The relationship between the genotypes and traits are visualized in Fig. 1A. These graphs can be interpreted in two ways (Yan et al., 2000; Yan and Tinker, 2006). The GT biplot graph show the relationship of two traits, the relationship of a trait with other traits, or the relationship of genotypes by traits using the angles between the vectors of traits. The Pearson correlation between the two attributes is approached by the cosine of the angle between their vectors. Therefore, the biplot technique indicate that there is a positive relationship between the vectors of two traits as the angle value (>0--<90°) gets narrower, and a negative relationship exists as the angle value (90°>-<180°) gets wider. All interpretations are made according to the angles between the vectors of the traits and the varieties where are located as traits region.

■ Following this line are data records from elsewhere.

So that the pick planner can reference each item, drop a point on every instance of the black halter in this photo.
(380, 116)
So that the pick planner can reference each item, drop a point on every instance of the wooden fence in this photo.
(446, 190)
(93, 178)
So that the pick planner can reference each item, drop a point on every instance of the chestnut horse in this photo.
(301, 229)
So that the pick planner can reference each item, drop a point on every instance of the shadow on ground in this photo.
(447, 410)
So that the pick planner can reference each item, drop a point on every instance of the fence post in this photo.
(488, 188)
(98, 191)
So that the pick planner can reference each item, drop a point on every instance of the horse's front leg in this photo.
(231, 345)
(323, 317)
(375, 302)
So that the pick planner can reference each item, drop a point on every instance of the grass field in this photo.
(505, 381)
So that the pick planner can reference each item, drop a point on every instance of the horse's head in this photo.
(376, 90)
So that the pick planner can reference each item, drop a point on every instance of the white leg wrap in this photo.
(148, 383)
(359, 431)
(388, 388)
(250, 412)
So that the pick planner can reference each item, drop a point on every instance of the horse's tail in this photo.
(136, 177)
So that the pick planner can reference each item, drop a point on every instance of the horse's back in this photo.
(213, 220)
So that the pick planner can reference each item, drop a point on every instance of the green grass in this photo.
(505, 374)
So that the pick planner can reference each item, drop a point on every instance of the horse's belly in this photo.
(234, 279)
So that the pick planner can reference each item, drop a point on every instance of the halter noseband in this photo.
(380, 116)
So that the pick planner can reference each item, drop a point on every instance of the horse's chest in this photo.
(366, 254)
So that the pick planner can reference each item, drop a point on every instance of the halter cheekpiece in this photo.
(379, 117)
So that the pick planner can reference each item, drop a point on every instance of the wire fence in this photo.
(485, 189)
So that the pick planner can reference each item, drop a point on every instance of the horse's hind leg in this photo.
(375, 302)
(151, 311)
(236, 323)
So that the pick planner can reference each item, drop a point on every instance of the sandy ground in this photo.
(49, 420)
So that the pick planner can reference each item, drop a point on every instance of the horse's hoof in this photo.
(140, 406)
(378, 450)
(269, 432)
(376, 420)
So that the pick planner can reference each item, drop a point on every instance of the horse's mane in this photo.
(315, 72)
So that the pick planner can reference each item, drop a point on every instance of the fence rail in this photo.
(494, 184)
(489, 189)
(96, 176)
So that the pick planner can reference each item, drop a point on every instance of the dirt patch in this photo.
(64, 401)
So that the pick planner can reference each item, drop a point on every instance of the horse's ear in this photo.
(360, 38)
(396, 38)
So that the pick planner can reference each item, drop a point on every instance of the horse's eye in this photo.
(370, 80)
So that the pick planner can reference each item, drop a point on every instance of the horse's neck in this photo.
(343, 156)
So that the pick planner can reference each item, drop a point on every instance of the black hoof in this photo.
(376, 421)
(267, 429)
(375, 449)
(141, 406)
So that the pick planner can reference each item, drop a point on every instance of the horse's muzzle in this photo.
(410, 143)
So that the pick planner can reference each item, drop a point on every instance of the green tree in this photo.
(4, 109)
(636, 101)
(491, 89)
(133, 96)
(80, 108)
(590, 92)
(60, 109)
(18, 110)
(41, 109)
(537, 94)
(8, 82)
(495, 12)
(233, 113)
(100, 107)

Information about the overall state of the cultivars in terms of their characteristics may be gleaned from the angle that exists between the vector of a cultivar and the traits. As the angle narrows, it means that the cultivars performance is high, and the cultivars perform poorly as the angle opens. The length or brevity of the vector of a cultivar indicates the strength or weakness of the cultivar with respect to all parameters. The YLD was positively correlated with FYLD, NCoc, Elg, GP, HSW and FF, while negatively correlated with FSK, FL (Fig. 1A). On the other hand, cultivar ‘DP396′ was associated with YLD, FYLD and NCoc, ‘Teksa 450′ with FL, and ‘BA440′ with other traits, i.e., FSK, Elg, GP, HGW and FF. It was understood that cultivars significantly differed for the studied traits.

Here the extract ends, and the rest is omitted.